According to the rule 109.3 which states:
109.3. An object’s characteristics are name, mana cost, color, color indicator, card type, subtype, supertype, rules text, abilities,
power, toughness, loyalty, hand modifier, and life modifier. Objects
can have some or all of these characteristics. Any other information
about an object isn’t a characteristic. For example, characteristics
don’t include whether a permanent is tapped, a spell’s target, an
object’s owner or controller, what an Aura enchants, and so on.
Which means that the expansions symbol on the card is no longer a characteristic.

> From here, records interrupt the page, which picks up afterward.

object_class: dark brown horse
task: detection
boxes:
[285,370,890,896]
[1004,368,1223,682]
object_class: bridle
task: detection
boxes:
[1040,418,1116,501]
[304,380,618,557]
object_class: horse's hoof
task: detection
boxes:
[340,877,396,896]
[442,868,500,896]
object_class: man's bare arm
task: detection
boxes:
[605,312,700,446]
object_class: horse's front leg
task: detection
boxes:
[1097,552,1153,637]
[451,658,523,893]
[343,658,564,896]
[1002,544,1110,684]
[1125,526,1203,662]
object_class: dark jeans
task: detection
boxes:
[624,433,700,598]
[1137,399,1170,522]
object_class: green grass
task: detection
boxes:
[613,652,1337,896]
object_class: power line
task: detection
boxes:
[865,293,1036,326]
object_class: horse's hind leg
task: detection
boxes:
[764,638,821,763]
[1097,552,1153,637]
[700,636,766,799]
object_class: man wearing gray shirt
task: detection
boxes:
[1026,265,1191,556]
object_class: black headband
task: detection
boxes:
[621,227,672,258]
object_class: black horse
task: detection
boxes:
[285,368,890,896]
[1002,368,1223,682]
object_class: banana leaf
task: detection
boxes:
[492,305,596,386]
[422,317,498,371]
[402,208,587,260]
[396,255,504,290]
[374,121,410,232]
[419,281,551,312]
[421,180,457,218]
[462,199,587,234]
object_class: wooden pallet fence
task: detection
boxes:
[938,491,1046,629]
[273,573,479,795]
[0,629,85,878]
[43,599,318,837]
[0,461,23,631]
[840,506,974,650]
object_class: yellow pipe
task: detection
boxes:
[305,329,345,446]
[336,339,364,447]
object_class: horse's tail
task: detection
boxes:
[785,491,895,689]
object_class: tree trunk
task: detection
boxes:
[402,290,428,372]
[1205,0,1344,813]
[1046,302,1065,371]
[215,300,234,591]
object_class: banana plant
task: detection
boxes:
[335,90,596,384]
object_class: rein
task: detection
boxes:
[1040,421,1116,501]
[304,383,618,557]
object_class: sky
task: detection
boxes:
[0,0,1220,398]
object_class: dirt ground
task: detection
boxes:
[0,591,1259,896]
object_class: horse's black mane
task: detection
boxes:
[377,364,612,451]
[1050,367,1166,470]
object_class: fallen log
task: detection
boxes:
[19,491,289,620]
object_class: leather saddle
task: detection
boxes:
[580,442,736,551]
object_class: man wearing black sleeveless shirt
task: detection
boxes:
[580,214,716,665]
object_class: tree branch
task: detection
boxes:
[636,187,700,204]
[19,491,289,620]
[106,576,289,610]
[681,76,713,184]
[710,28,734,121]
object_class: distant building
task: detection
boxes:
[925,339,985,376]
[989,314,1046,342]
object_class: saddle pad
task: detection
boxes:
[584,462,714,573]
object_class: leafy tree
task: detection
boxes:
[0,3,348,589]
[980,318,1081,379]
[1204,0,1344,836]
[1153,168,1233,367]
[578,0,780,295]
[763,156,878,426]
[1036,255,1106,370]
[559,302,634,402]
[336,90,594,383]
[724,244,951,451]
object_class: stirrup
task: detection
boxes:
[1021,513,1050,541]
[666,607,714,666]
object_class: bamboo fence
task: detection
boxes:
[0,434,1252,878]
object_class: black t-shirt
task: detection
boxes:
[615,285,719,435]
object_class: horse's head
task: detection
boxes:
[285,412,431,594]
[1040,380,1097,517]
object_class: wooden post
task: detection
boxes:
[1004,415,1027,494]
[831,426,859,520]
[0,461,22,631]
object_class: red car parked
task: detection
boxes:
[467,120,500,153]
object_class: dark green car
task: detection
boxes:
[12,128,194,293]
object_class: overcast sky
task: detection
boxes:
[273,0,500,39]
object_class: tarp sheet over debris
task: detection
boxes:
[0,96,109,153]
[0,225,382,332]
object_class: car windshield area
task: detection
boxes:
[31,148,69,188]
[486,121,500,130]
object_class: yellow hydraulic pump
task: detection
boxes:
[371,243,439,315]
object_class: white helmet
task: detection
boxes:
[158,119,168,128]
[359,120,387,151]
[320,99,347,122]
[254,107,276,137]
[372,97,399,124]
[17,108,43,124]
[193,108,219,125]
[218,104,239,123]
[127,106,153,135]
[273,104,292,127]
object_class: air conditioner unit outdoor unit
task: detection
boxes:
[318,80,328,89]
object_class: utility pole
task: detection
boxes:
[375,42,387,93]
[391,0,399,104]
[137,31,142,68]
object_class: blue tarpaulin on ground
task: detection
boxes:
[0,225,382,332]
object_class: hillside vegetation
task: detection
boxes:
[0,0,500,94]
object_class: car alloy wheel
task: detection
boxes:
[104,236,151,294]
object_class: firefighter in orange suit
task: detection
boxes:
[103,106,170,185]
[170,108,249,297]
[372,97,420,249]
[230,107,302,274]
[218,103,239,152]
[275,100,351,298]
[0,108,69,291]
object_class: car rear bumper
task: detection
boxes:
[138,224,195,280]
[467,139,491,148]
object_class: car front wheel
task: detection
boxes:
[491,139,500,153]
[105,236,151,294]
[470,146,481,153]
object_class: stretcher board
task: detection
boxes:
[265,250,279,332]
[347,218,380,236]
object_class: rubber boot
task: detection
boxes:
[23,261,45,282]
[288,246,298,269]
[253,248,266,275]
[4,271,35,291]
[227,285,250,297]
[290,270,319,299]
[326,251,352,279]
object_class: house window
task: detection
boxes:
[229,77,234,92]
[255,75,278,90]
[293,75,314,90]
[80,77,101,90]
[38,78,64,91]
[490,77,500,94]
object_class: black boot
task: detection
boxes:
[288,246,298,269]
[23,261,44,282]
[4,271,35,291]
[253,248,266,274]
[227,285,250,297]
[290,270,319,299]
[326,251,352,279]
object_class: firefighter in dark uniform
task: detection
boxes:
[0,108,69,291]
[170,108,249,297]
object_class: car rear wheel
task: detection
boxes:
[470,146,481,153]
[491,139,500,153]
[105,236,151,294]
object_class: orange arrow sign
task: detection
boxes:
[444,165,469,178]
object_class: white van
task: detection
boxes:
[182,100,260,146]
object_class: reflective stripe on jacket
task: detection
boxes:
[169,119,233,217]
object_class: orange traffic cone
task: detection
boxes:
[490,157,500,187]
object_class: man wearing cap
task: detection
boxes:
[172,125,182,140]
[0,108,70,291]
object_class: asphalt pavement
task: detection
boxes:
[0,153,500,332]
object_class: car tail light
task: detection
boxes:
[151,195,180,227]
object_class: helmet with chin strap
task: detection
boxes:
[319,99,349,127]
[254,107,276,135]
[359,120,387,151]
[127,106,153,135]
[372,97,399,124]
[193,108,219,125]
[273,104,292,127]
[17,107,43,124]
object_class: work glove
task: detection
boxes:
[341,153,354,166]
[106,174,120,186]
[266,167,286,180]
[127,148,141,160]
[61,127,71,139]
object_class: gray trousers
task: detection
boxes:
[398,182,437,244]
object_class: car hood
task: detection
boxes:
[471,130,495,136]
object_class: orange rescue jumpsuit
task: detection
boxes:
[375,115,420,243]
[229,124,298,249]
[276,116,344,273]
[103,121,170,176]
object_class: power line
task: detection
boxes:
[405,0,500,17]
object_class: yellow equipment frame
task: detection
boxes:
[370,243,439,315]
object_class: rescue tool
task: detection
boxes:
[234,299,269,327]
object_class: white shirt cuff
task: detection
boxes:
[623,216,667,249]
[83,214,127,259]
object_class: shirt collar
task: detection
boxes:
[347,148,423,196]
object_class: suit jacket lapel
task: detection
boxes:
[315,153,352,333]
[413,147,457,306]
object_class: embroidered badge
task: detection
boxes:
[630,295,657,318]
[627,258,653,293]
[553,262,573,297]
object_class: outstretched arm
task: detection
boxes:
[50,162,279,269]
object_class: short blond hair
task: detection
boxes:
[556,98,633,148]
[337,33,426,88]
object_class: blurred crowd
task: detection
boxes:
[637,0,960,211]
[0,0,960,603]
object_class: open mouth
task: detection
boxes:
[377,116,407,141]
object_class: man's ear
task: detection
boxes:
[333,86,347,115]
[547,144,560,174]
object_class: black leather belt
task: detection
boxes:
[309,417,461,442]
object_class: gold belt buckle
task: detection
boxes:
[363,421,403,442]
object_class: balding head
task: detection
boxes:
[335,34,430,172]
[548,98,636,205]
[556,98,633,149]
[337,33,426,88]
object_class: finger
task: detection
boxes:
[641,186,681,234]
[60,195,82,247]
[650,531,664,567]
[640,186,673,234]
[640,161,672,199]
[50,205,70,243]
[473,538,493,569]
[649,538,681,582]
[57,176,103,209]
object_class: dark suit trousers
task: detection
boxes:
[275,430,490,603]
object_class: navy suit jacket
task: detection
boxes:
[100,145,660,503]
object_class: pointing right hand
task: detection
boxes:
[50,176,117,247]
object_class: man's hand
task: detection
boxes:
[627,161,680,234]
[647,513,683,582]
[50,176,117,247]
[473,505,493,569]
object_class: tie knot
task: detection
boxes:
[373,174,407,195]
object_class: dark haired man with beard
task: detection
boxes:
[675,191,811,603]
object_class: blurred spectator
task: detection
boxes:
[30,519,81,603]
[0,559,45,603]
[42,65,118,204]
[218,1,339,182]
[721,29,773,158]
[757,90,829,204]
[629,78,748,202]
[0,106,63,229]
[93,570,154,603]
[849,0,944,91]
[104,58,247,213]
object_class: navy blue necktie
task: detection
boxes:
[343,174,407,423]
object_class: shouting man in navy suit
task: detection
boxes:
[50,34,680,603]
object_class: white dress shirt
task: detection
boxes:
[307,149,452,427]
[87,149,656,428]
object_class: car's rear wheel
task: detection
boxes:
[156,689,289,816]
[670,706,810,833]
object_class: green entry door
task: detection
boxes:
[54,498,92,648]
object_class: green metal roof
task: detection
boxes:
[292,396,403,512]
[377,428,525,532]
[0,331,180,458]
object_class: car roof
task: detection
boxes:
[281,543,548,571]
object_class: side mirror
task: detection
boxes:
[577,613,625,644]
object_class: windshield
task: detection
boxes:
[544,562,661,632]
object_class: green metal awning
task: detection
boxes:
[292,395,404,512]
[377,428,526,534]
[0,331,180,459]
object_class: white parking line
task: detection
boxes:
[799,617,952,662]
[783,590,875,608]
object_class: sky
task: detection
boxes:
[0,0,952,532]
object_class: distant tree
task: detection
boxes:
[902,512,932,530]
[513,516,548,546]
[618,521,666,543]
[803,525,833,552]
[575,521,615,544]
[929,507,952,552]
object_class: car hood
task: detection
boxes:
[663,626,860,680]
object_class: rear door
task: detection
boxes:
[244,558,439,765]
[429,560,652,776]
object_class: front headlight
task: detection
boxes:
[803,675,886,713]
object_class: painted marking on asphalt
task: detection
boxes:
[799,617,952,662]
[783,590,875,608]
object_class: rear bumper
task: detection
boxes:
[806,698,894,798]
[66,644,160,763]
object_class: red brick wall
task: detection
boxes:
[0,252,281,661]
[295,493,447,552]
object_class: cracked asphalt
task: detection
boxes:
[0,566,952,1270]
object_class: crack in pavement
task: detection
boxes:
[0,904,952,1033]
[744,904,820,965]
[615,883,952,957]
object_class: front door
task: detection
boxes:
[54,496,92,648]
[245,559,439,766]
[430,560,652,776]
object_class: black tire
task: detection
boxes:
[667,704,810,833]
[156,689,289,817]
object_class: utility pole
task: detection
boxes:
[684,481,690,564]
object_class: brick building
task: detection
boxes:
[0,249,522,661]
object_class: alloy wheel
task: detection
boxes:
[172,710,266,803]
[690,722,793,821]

This might explain it more: https://www.wizards.com/Magic/Magazine/Article.aspx?x=mtg/daily/feature/255c&page=3
109.3
Expansion symbols are no longer a characteristic. Magic cards are
recognized as individual game pieces by their English card names. One
of the central tenets of that system is that all cards with the same
name are considered the same for deck building and play purposes. This
system lets us reprint cards, print promo cards, and have cards appear
in many languages. But three older cards referred to cards from a
specific expansion, and that runs contrary to the system. The Arabian
Nights Bird Maiden and the Fourth Edition version should be the same,
but City in a Bottle says they're not. In fact, it makes the original
version worse!
So, cards will no longer refer to expansion symbol as a
characteristic. The three cards that used to do this (City in a
Bottle, Golgothian Sylex, and Apocalypse Chime) will receive errata in
a future update to refer to cards "originally printed" in the Arabian
Nights, Antiquities, and Homelands sets, respectively). This means
that City in a Bottle no longer affects any cards named Mountain. It
also means that those three cards can affect cards that were in the
appropriate set and then reprinted. City in a Bottle will affect the
aforementioned Fourth Edition Bird Maiden.